Há nos arredores de nossa cidade um sujeito vulgar, turbulento e que só pensa em dinheiro. Ele vai construir um muro sob o morro ao longo da borda de seu prado. Os poderes constituídos meteram essa ideia na sua cabeça como modo de mantê-lo longe de confusão, e ele quer que eu passe três semanas lá ajudando-o a cavar. O resultado será, talvez, que ele amealhará um pouco mais de dinheiro, e o deixará para seus herdeiros gastarem bestamente. Se eu aceitar a empreitada, serei considerado um homem diligente e trabalhador, mas se optar por me dedicar a certas ocupações que me rendem mais proveito real, mas menos dinheiro, a tendência será que me vejam como um indolente. Não obstante, como não tenho necessidade de ser patrulhado e regulado por um trabalho sem sentido, e não vejo absolutamente nada de louvável na tarefa proposta por esse sujeito, bem como em muitos empreendimentos do nosso governo ou de governos estrangeiros, por mais que possam ser divertidos para ele ou para eles, prefiro seguir meu aprendizado numa escola diferente.

Se um homem, por amor aos bosques, caminha por eles metade de cada dia, corre o risco de ser visto como um vadio; mas se passa o dia inteiro como especulador, derrubando esses bosques e tornando a terra devastada antes do tempo, é considerado um cidadão laborioso e empreendedor. Como se uma cidade não tivesse interesse algum por uma floresta, a não ser o de derrubá-la!

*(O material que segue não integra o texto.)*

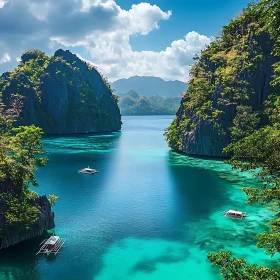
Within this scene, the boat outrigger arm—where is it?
[36,236,66,255]
[221,210,249,220]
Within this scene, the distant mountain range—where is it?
[111,76,188,97]
[119,90,181,116]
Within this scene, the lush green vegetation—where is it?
[208,0,280,279]
[119,90,181,115]
[165,0,280,151]
[0,95,52,232]
[0,50,120,133]
[166,0,280,280]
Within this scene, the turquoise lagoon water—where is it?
[0,116,274,280]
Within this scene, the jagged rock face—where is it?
[0,49,121,134]
[166,15,280,157]
[0,180,55,249]
[177,57,278,157]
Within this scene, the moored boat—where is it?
[78,167,98,174]
[36,235,66,255]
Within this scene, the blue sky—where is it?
[0,0,252,82]
[120,0,251,51]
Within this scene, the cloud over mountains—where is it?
[0,0,211,81]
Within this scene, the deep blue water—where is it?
[0,116,272,280]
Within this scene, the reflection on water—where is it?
[0,116,274,280]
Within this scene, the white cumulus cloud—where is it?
[0,53,11,64]
[0,0,211,81]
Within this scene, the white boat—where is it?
[78,167,98,174]
[36,235,66,255]
[221,210,249,220]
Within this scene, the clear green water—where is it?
[0,116,274,280]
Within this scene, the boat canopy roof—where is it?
[45,235,59,245]
[227,210,243,215]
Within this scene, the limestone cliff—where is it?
[166,4,280,157]
[0,49,121,134]
[0,180,55,249]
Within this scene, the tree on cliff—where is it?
[165,0,280,280]
[0,95,47,230]
[205,0,280,280]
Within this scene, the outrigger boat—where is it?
[221,210,249,220]
[78,166,98,174]
[36,235,66,256]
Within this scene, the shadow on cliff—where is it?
[0,232,50,280]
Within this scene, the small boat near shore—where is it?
[78,166,99,174]
[221,210,249,220]
[36,235,66,256]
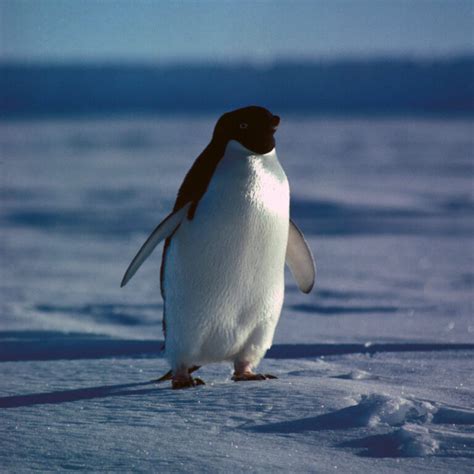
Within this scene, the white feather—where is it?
[164,141,289,370]
[120,202,191,287]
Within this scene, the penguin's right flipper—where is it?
[286,219,316,293]
[120,202,192,287]
[151,365,201,383]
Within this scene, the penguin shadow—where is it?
[35,303,163,326]
[0,381,159,409]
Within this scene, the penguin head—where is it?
[213,105,280,155]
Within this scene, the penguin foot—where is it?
[150,365,201,383]
[171,377,206,390]
[232,372,278,382]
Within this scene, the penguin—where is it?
[121,106,316,389]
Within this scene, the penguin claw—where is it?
[150,365,200,385]
[232,373,278,382]
[171,377,206,390]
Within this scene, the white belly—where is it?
[164,142,289,366]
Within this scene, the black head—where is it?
[213,105,280,154]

A maioria dos homens sentir-se-ia insultada se alguém quisesse empregá-los para atirar pedras por cima de um muro e depois atirá-las de volta, em troca de um mero salário. Mas muitos deles não têm hoje um emprego melhor. Por exemplo: logo depois da alvorada, numa manhã de verão, notei um de meus concidadãos caminhando ao lado de sua junta de bois, que arrastava lentamente uma pesada pedra talhada pendurada no eixo da carroça, numa atmosfera de grande esforço — a jornada de trabalho iniciada, a testa começando a suar, numa censura muda a todos os preguiçosos e indolentes. Ele deu uma parada e quase girou o corpo ao brandir no ar seu relho piedoso, enquanto deixava que os bois o ultrapassassem. Pensei: é para proteger uma faina assim que existe o Congresso Americano — uma labuta honesta, viril, tanto mais honesta quanto mais longa a jornada, que torna mais doce o café do trabalhador e mantém dócil a sociedade. Um trabalho que todos os homens respeitam e consagram: ali vai um da falange sagrada, cumprindo a lida necessária, embora cansativa. Na verdade, senti uma leve vergonha, pois observava aquilo da janela, não estava do lado de fora, entregue a uma ocupação semelhante. Passou o dia, e ao anoitecer passei pelo quintal de outro vizinho, que mantém muitos criados e gasta muito dinheiro de modo tolo, enquanto não contribui em nada para o bem comum, e ali vi a pedra lavrada da manhã pousada ao lado de uma extravagante estrutura que pretendia adornar a propriedade daquele Lorde Timothy Dexter,a e a meus olhos desapareceu imediatamente toda a dignidade do trabalho árduo do carroceiro. Em minha opinião, o sol foi feito para iluminar uma labuta mais valiosa do que aquela. Acrescento ainda que aquele patrão se evadiu desde então, em dívida com grande parte da cidade, e, depois de passar por Chancery, estabeleceu-se em outro lugar, onde se tornou de novo patrono das artes.

Os meios pelos quais se pode ganhar dinheiro conduzem, quase sem exceção, para baixo. Não ter feito nada que não tenha sido meramente para ganhar dinheiro é ter sido de fato ocioso ou coisa pior. Se o trabalhador não recebe mais do que o salário que seu patrão lhe paga, ele está sendo enganado, e enganando a si mesmo. Para ganhar dinheiro como escritor ou conferencista, o sujeito tem que ser popular, o que significa decair verticalmente.